Non solo per torte e dolci: il forno può cuocere pesce, carne, timballi di riso, sformati di verdura senza troppi grassi a una temperatura non troppo elevata: tutto questo è una garanzia di salute e gusto.
Strumento indispensabile in ogni cucina, il forno è il metodo più sicuro per preparare magnifiche torte, appetitosi arrosti e tante altre deliziose pietanze. Oggi in commercio esistono diverse tipologie di forni, ognuno con caratteristiche diverse ed è bene conoscerle tutte, per potersi regolare meglio nella preparazione dei cibi.

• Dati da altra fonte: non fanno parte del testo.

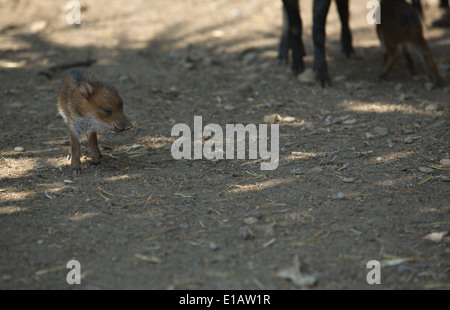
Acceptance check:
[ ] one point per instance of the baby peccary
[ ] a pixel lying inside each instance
(400, 26)
(89, 106)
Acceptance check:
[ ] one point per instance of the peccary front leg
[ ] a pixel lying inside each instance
(93, 146)
(346, 35)
(320, 11)
(291, 37)
(75, 153)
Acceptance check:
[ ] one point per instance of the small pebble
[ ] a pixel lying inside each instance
(445, 161)
(289, 119)
(434, 107)
(213, 247)
(408, 131)
(426, 170)
(256, 214)
(251, 220)
(349, 122)
(380, 131)
(408, 140)
(229, 107)
(340, 195)
(244, 234)
(306, 76)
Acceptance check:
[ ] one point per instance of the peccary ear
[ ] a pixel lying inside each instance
(86, 90)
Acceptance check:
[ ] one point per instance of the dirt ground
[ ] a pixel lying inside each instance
(345, 191)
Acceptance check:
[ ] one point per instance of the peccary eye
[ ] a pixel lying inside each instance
(107, 111)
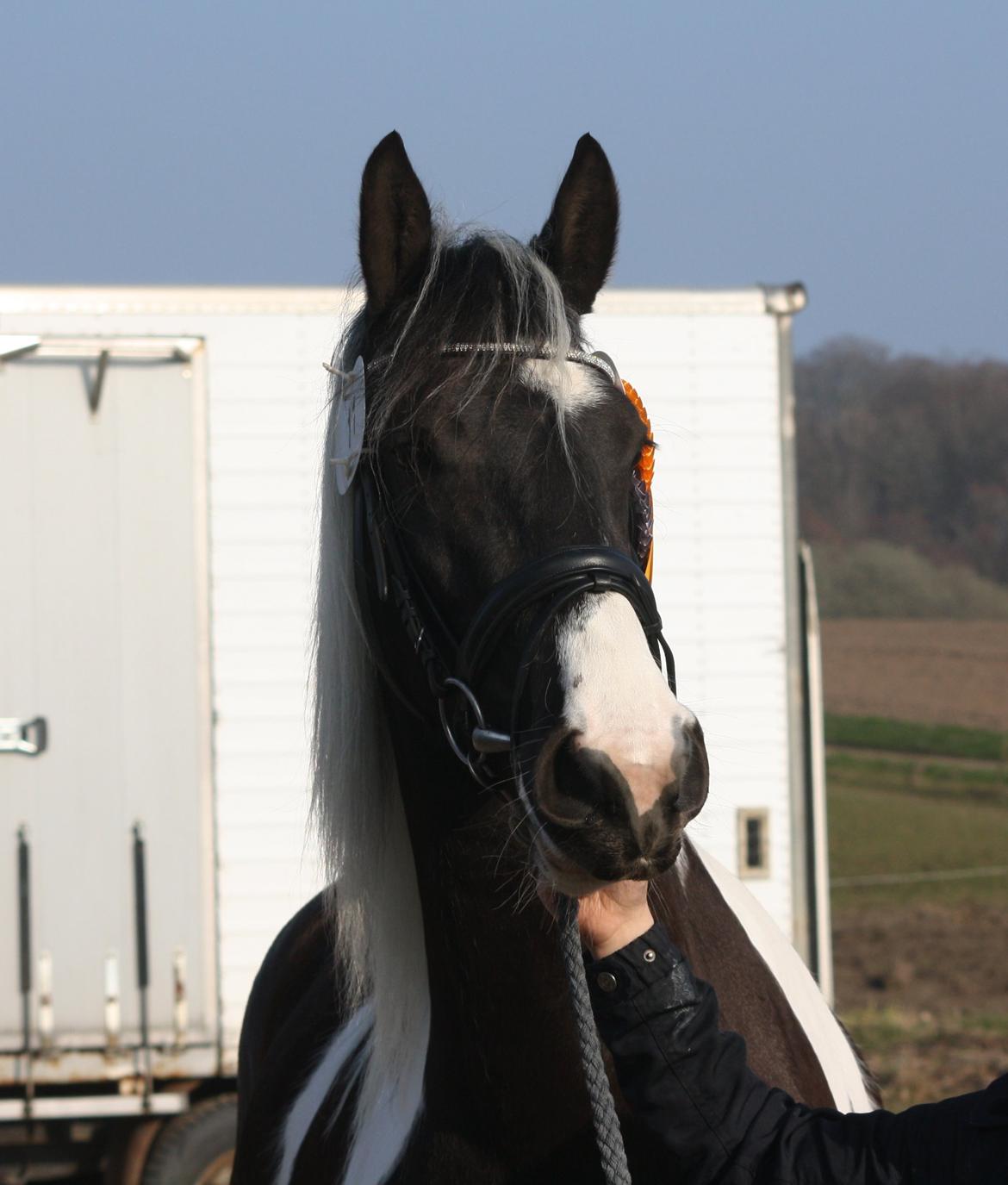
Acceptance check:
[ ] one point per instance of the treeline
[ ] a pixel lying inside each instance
(909, 451)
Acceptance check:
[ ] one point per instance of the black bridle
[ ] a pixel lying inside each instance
(457, 669)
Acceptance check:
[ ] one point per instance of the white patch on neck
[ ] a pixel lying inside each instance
(574, 385)
(616, 697)
(827, 1038)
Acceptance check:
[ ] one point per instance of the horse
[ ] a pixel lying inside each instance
(411, 1024)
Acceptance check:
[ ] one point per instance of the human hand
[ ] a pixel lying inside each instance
(609, 917)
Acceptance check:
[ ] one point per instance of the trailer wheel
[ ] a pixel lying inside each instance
(196, 1149)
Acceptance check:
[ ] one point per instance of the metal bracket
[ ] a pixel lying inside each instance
(95, 389)
(16, 735)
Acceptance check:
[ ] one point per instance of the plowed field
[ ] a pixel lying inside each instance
(935, 672)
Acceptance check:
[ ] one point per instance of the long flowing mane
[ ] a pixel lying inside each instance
(479, 287)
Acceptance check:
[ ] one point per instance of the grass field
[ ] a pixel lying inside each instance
(919, 863)
(918, 834)
(907, 736)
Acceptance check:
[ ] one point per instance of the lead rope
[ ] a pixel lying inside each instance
(603, 1109)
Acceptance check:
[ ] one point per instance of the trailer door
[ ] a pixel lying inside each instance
(104, 672)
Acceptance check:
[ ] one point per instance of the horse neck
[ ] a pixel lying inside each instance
(500, 1011)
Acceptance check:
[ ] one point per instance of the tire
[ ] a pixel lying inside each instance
(196, 1149)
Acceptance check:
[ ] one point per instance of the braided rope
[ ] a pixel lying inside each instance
(603, 1111)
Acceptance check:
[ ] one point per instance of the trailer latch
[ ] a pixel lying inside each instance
(28, 737)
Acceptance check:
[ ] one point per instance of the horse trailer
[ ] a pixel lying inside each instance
(159, 460)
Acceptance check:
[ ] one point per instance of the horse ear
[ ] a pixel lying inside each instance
(395, 223)
(578, 240)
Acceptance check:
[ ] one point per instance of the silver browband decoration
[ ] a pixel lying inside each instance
(598, 360)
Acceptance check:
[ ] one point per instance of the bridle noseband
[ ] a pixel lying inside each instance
(457, 669)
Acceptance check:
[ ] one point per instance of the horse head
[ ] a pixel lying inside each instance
(492, 441)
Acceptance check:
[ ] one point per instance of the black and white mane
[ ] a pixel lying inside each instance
(411, 1024)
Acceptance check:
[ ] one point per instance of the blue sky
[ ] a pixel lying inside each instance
(859, 147)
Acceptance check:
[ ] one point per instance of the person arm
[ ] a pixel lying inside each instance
(693, 1094)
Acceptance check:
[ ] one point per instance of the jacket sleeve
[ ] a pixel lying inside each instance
(691, 1089)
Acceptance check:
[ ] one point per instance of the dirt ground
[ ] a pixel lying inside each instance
(924, 989)
(951, 672)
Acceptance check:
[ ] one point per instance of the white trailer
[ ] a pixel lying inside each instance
(159, 460)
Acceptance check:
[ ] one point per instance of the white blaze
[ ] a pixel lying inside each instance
(616, 697)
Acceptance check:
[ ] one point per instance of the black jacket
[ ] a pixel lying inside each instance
(691, 1087)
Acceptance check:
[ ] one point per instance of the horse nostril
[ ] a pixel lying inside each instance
(582, 786)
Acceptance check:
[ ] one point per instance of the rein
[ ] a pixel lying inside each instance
(457, 670)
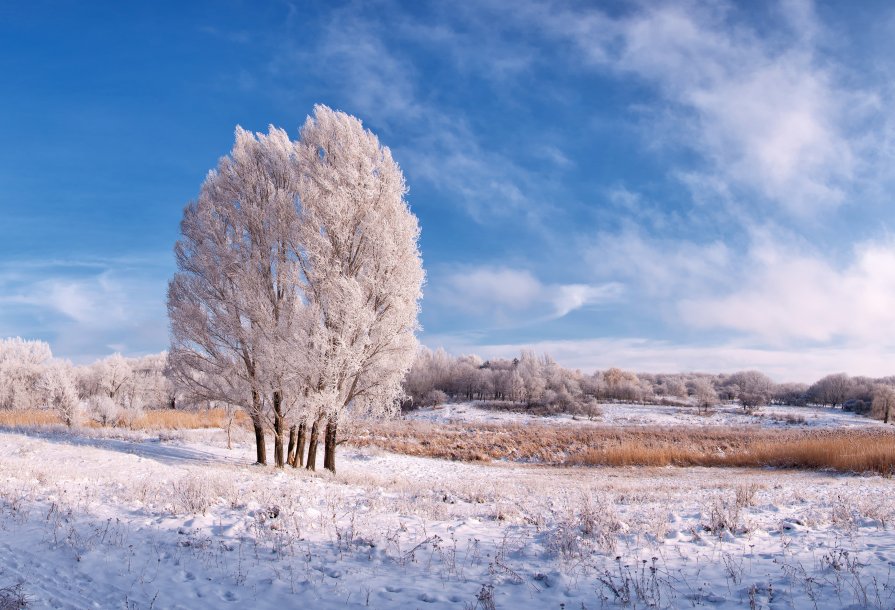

I forni per le diverse esigenze di cottura
Il primo e più tradizionale è il forno a gas, naturalmente, usato anche dalle nostre nonne con successo. Questo tipo di forno utilizza una fonte di energia molto poco costosa, ma presenta anche qualche inconveniente. Infatti, si riscalda molto velocemente, ma può essere meno semplice regolarne la temperatura, non scende mai sotto i 130-150 gradi. Il forno elettrico può essere ventilato o statico. Nel forno statico le fonti di calore, sono delle resistenze, irradiano o dall’alto o dal basso o da tutti e due i lati contemporaneamente, mentre il forno ventilato, oltre alle due resistenze, utilizza una ventola che sparge il calore più uniformemente all’interno del forno quindi consente una cottura più omogenea. ll forno ventilato va impostato al massimo sui 150°, mentre il forno statico può arrivare anche a 220°.
La cottura con forno ventilato è più veloce, quindi maggiormente adatta a cibi che all’interno devono rimanere umidi, senza asciugare troppo, come ad esempio la pasta al forno, o i dolci morbidi all’interno. Inoltre, il forno ventilato cuoce in fretta la parte esterna, la crosta, senza seccare dentro, ad esempio le carni con il forno ventilato non seccano e restano umide all’interno. Questa modalità consente, inoltre, di cuocere nello stesso momento più pietanze, disposte su diversi livelli del forno senza che gli alimenti si impregnino l’uno del profumo dell’altro. Questo tipo di forno è perfetto per arrosti, paste al forno, pesce in teglia o al cartoccio, patate arrosto, verdure gratinate, biscotti.
A ogni piatto la sua cottura
Bisogna inoltre ricordare che nel forno ventilato i tempi di cottura sono leggermente inferiori rispetto al forno statico; inoltre tra i due forni c’è una differenza di circa 20°/25°, per cui 180° di statico corrispondono a circa 160° di ventilato. La cottura con forno statico è ideale per i cibi con il lievito come dolci o torte salate, pane e pizza che devono crescere lentamente e asciugare bene all’interno. Si tratta dunque di due modalità diverse: nei forni moderni queste due opzioni sono presenti, quindi è solo una questione di scelta. Per limitare i consumi quando si usa il forno bisogna adottare alcuni semplici accorgimenti: si deve aprire la porta del forno solo se indispensabile, in quanto il raffreddamento comporta un maggiore consumo di energia, inoltre ricordiamo che preriscaldare non è sempre indispensabile, si usa infatti solo per cuocere alcuni tipi di cibo. È bene poi usare il grill solo per cinque o dieci minuti per fare una doratura superficiale, ma non per cuocere in quanto consuma il doppio di energia elettrica rispetto al riscaldamento tradizionale. Ricordate sempre di spegnere il forno per qualche minuto prima di terminare la cottura dei cibi, e mantenere chiusa la porta, in questo modo il calore accumulato completerà l’opera, senza sprechi.